Officials may need to switch screens to gospel choirs at a moment’s notice, as hymns may prove more absorbent than tissues. Nairobi’s CHAN experiment has proved something subtle yet revolutionary: the soul of a tournament lives outside the stadium.
The boy in Kibera selling chapati, the girl in Gulu juggling a ball of banana fibres, the fisherman’s son in Mwanza, all of them matter as much as the corporate guest sipping wine in a Kasarani skybox.
One Nairobi Street boy captured it in a line that should be etched in gold: “With this screen, I’m also a season ticket holder. God is the sponsor.”
It was so perfect that it should be engraved above the door of every Sports Ministry in East Africa.Because the real measure of AFCON hosting is not in manicured pitches or luxury hotel brochures.
It lies in how many ordinary citizens, those who will never step inside a stadium, feel that the tournament belongs to them.
Of course, no East African story is complete without a government press release, heavy on promises and light on detail. One can already picture the statements.
The Ugandan Ministry of Sports solemnly vowing that every fan zone will include toilets, backup power and at least three brass bands, with counselling hotlines available in case of defeat.
The Tanzanian Ministry of Information, Culture, Arts and Sports confidently declaring that the Taifa Stars will not be beaten at home.
And in the event of a power cut, generators will roar within seventeen seconds, although fans are gently advised to bring their own chairs.
The Kenyan Ministry of Youth and Sports promising to lend both screens and extension cables to their neighbours, though refusing to confirm whether they come with remotes.
It sounds absurd, but it makes the point: hosting AFCON is not about impressing CAF delegates with ribbon cuttings and glossy brochures.
It is about making sure the poorest citizen feels like a participant rather than a spectator peering through the gates.
There is something quietly revolutionary about a giant screen in a dusty public park.
It tells the jobless youth, the hawker, the fisherman, even the street child: you belong here. In societies where so many are excluded from formal spaces, football offers a temporary, unifying dignity.
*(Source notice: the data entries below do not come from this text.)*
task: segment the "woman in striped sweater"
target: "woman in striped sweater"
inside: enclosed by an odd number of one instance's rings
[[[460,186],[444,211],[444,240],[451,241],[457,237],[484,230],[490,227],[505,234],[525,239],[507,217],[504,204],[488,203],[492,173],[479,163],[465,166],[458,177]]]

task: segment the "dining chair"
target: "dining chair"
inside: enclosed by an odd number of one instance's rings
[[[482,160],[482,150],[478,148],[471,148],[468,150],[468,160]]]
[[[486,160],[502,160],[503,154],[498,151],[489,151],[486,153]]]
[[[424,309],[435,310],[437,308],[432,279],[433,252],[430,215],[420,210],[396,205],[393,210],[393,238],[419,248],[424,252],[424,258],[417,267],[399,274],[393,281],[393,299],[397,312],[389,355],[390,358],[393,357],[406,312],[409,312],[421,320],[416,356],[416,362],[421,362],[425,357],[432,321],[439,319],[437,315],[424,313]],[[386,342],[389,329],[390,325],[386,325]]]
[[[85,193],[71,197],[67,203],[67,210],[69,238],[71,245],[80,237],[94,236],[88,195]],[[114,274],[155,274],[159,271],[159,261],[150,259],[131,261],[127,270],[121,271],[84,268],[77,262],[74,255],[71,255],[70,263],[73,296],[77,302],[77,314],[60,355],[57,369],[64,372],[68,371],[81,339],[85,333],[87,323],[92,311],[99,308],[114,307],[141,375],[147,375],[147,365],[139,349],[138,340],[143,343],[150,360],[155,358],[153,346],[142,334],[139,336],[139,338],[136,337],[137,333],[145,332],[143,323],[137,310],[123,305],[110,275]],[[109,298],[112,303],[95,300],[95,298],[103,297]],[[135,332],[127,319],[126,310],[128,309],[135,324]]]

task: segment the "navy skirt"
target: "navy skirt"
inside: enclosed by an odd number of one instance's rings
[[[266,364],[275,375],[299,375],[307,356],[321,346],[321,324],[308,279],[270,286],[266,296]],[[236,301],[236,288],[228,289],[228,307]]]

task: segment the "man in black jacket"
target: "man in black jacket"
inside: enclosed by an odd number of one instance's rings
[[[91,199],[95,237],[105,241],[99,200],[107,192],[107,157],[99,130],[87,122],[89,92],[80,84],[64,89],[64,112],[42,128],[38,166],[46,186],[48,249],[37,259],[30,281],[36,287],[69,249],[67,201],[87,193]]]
That is why Nairobi’s fan zones matter. And that is why Dar es Salaam and Kampala must follow suit.
Because when the final whistle blows in 2027, the question will not only be who lifts the trophy. It will also be who felt part of the journey.
Strip football to its bones and it is life itself: noisy, unpredictable, sometimes unfair, but always communal.
Nairobi has shown that the soul of a tournament can live just as powerfully in a dusty square as in a 60,000-seat stadium. Uganda and Tanzania should be paying attention.
Yes, build your stadiums. Yes, polish your pitches. But also build your fan zones. Stock them with sound, light, water and patience. And above all, make them free.
Because when history looks back at AFCON 2027, nobody will recall the endless PowerPoints, the hotel buffets, or the polite speeches to CAF officials.
What will linger is whether a boy in Mwanza, a girl in Gulu and a hawker in Mathare felt that the tournament belonged to them.
And if that means a few more giant screens and a few less excuses, then it is a price well worth paying. One Dar es Salaam fan summarised it with unintentional poetry that deserves to be preserved: “I don’t care if Taifa Stars win, as long as the screen is big enough for my mother in Morogoro to see.” That, more than any stadium ribbon cutting, is the spirit East Africa must protect.